In order for a strict liability standard to be valid the injuries resulting from a defective condition in the product are that 
  1. the product reached plaintiff without substantial change in its condition. 
  2. the product was used in the manner intended; and 
  3. the plaintiff was injured as a result of a defect in the product, of which the plaintiff was not aware, making the product unsafe for its intended use.
Products Liability—Manufacturing defect
The elements of a negligence cause of action in a product liability case are (1) the manufacturer was under a legal duty to design and manufacture a product reasonably safe for use, (2) the manufacturer breached that duty, (3) the plaintiff suffered an injury that is legally caused by the manufacturer's breach, and (4) the plaintiff suffered damages.

Nuisance
An absolute public nuisance involves conduct that is inherently injurious and is essentially a strict liability cause of action. The public nuisance is a qualified public nuisance because Defendants negligently engaged in conduct or omissions which endanger or injure the health, safety, or comfort of the public. Below are some key points established by precedents in U.S. district courts regarding product liability nuisance claims.

  • The defendant's conduct substantially contributed to public nuisance even where there are independent or concurrent causes in fact; if defendant's conduct operated concurrently with other forces to produce harm, it is substantial factor, so long as injury, or its full extent, would not have occurred but for that conduct. 
  • California law has never imposed requirement that there be some form of injury to land or property in order to establish nuisance claim. 
  • Although finding of causation required for public nuisance claim may not be based on mere speculation or conjecture, such finding may be predicated on reasonable inferences drawn from circumstantial evidence; direct proof of each link in chain of causation is not required.
  • Plaintiff may rely exclusively on circumstantial evidence to prove that defendant must have known that their conduct substantially contributed to public nuisance.

 City & County. of San Francisco v.

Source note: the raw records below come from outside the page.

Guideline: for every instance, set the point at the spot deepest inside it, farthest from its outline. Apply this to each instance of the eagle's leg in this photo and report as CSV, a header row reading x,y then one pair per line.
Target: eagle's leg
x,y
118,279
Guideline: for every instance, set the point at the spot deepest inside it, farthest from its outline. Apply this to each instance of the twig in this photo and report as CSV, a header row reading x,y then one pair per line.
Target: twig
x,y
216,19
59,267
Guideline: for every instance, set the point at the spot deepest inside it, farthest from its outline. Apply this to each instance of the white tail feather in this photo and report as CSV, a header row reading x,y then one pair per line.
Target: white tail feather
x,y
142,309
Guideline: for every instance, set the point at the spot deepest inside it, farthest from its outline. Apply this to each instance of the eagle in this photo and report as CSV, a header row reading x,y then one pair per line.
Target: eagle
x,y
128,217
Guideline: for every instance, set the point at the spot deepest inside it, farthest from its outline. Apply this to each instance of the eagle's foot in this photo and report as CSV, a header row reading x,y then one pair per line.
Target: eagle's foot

Purdue Pharma L.P., 620 F. Supp. 3d 936 (N.D. Cal. 2022) in a case where a municipality brought action alleging that retail pharmacy chain created public nuisance by dispensing opioid prescriptions without performing adequate due diligence, Charles R. Breyer, Senior District Judge, held that Purdue was liable for substantially contributing to public nuisance—ongoing opioid epidemic—in municipality.

15 U.S.C. § 2301 et seq. (Magnuson-Moss Warranty Act, hereinafter “the Act”), permits a consumer who is damaged by the failure of a supplier, warrantor or service contractor to comply with any obligation under the Act, or under a written warranty, implied warranty, or service contract to bring a civil action for damages.

Failure to meet the safety standard established by Federal Motor Vehicle Safety Standards FMVSS 114, S5.1.1(a) and (b).

Opinions about these Lawsuits
Legal organizations that are very critical of this litigation include The American Tort Reform Association (ATRA) that stated in a report released December 5th, "Rather than hold thieves responsible for their criminal actions, St. Louis Mayor Tishaura Jones blames the auto manufacturers for contributing to a significant rise in vehicle thefts in St. Louis. Among other claims, the city alleges that the companies created a public nuisance because stolen cars represent a public safety hazard, contribute to violence, and divert St. Louis law enforcement of resources as they respond to property destruction and dangerous driving of stolen cars around the city."